Por mucho ruido que hagan los conflictos que giran en torno a la 'cuestión social', la sensación general es que pueden ser negociados e integrados por el sistema. No es ésta, sin embargo, la impresión que todos tenemos de la deriva que ha tomado el conflicto vasco. Y ello por su misma naturaleza de conflicto identitario. A este respecto no está de más recordar al siempre sagaz Alfred Hirschman, cuando distingue entre conflictos 'divisibles', que suelen ser aquellos que tienen que ver con la distribución de algún bien, y conflictos 'indivisibles', que afectan sobre todo a consideraciones sobre la identidad o el ser de alguien. Los primeros, los 'conflictos de interés', suelen incidir sobre 'un más o menos', mientras que los segundos lo hacen sobre 'una cosa u otra', 'o esto o lo otro' ('o se es vasco o se es español', por referirnos al caso en cuestión). La idea es que unos son 'negociables', se prestan al compromiso y la componenda, mientras que otros impiden cualquier tipo de transacción, ya que lo que se piensa que está en juego es la propia identidad. O se es de una manera o de otra. Aunque el problema de este tipo de conflictos es que quienes reivindican una identidad muchas veces se resisten a clarificar qué es lo que desean en realidad; o, lo que es lo mismo, en qué se concreta en la realidad empírica una identidad que casi siempre aparece mistificada. ¿Cómo vamos a poder negociar algo sobre la propia identidad cuando no sabemos en qué consiste lo que 'somos'? O cuando lo vamos redefiniendo de forma que nunca sea posible llegar a una 'transacción'.
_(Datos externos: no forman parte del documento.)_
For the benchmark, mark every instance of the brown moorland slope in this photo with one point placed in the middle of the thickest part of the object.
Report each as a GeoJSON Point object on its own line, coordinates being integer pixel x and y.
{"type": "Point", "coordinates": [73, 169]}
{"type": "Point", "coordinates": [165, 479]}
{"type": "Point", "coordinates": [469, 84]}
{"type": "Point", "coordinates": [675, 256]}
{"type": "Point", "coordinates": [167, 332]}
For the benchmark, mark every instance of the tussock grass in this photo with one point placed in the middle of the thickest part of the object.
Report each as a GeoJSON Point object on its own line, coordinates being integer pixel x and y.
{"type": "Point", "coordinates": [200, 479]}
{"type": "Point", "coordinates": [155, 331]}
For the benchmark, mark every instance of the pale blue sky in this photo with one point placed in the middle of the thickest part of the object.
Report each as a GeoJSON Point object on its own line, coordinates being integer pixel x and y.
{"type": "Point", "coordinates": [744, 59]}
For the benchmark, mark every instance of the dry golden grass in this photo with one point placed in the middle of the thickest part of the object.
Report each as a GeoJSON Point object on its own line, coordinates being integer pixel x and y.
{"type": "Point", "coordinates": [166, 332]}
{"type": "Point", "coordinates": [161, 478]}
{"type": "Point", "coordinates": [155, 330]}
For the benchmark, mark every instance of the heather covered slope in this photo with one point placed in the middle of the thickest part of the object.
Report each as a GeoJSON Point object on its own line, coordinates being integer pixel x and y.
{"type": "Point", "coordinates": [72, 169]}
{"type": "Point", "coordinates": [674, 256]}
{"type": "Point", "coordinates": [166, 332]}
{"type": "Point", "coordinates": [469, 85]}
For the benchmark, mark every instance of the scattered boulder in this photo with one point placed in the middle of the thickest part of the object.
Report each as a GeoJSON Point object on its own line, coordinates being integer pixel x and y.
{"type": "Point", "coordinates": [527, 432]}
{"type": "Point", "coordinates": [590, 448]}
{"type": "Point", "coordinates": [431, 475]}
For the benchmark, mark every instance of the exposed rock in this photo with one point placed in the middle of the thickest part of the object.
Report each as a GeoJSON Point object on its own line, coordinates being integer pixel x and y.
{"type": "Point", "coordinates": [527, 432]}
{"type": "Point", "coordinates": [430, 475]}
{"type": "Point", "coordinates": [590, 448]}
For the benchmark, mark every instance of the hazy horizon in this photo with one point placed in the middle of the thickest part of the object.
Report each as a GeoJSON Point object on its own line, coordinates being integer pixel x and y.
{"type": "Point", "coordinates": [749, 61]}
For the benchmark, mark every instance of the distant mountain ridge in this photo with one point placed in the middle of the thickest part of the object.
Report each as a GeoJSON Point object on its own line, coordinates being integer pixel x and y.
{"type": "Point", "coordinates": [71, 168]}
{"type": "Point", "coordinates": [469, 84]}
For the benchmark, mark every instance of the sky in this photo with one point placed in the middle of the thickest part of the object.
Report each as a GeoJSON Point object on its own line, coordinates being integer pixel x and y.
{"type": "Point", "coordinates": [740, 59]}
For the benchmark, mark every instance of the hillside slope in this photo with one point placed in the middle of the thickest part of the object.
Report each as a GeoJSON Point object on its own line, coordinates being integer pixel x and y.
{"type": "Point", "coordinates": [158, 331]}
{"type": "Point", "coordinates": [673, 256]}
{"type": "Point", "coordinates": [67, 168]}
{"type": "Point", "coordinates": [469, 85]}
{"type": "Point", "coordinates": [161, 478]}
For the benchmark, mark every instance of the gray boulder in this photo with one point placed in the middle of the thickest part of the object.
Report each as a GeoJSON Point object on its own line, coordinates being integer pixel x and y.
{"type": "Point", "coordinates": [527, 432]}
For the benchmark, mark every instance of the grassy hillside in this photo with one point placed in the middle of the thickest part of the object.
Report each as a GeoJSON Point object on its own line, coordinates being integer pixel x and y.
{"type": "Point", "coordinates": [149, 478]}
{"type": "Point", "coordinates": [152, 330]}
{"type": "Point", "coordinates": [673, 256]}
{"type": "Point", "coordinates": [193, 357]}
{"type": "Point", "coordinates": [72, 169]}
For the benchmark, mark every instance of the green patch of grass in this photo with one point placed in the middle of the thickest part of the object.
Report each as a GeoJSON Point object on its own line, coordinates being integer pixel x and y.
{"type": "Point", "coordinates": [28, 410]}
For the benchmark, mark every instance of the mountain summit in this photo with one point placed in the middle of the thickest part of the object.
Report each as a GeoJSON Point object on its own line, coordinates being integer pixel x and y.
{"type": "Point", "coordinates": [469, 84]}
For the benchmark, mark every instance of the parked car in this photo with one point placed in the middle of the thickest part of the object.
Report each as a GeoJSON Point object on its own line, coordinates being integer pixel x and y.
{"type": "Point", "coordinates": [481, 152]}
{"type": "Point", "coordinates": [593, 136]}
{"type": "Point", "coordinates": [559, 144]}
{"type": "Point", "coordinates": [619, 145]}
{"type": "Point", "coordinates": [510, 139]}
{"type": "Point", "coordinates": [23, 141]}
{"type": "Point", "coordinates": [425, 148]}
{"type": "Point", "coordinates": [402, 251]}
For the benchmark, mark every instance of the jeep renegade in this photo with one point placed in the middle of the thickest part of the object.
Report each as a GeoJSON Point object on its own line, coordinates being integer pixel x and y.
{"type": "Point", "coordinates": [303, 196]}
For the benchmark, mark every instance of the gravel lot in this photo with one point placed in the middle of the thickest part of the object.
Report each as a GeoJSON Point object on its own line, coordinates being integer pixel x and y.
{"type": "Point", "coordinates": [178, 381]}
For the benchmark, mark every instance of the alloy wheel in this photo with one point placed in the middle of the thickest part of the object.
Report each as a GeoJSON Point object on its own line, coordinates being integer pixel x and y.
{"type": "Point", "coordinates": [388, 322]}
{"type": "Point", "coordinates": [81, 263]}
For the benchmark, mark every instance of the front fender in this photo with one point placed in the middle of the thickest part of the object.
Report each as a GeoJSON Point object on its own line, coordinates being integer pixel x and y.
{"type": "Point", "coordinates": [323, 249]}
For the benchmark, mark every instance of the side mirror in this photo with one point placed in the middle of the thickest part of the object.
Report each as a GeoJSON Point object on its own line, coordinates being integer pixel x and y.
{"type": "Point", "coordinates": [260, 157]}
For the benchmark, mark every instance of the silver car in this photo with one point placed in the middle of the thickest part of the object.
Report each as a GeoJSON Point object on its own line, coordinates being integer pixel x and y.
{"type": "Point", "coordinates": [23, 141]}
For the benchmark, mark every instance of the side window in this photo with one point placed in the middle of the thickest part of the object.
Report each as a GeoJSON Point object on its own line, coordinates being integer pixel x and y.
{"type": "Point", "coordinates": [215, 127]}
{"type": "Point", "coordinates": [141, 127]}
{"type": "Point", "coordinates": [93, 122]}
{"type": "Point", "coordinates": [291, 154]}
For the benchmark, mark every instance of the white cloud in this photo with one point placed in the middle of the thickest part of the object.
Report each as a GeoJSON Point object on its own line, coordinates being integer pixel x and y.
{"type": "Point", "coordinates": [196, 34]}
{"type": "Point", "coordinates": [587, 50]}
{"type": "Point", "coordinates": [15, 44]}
Contrariamente a la predicción marxista, los conflictos de clase no resultaron ser tan 'antagónicos' como para llevarse por delante el sistema capitalista y el de la democracia liberal. A la larga, tras grandes transformaciones en la propia estructura del capitalismo y en el mismo papel del Estado en la sociedad, pudieron ser integrados e incluso contribuyeron a robustecer aún más a los sistemas democráticos. Lamentablemente no puede decirse lo mismo del otro tipo de conflictos. Y dice Hirschman con cierta desesperanza: 'Cuando Benjamín Constant tuvo que enfrentarse al inquieto Napoleón, gritó lleno de nostalgia: '¡Que Dios nos devuelva a nuestros reyes holgazanes!'. De modo similar, cuando hoy experimentamos el nacimiento y el renacimiento de conflictos en torno a cuestiones no-divisibles, nos apetece exclamar: '¡Que Dios nos devuelva el conflicto de clase!'.

El intento del nacionalismo vasco por colocarse fuera de la Constitución ha acentuado esta naturaleza 'indivisible' y no transaccional del conflicto en Euskadi. Ignora, sin embargo, el riego de entrar en una espiral que lo persigue también dentro de su propio territorio. De tener éxito el soberanismo, el adversario no será ya el Estado español, desde luego, sino un amplísima capa de su propia población. Cuanto mayor sea la polarización frente al Estado tanto mayor será también su repercusión hacia dentro. ¿No está acaso en interés de todos el hacer un esfuerzo por reubicar el conflicto en términos 'divisibles'?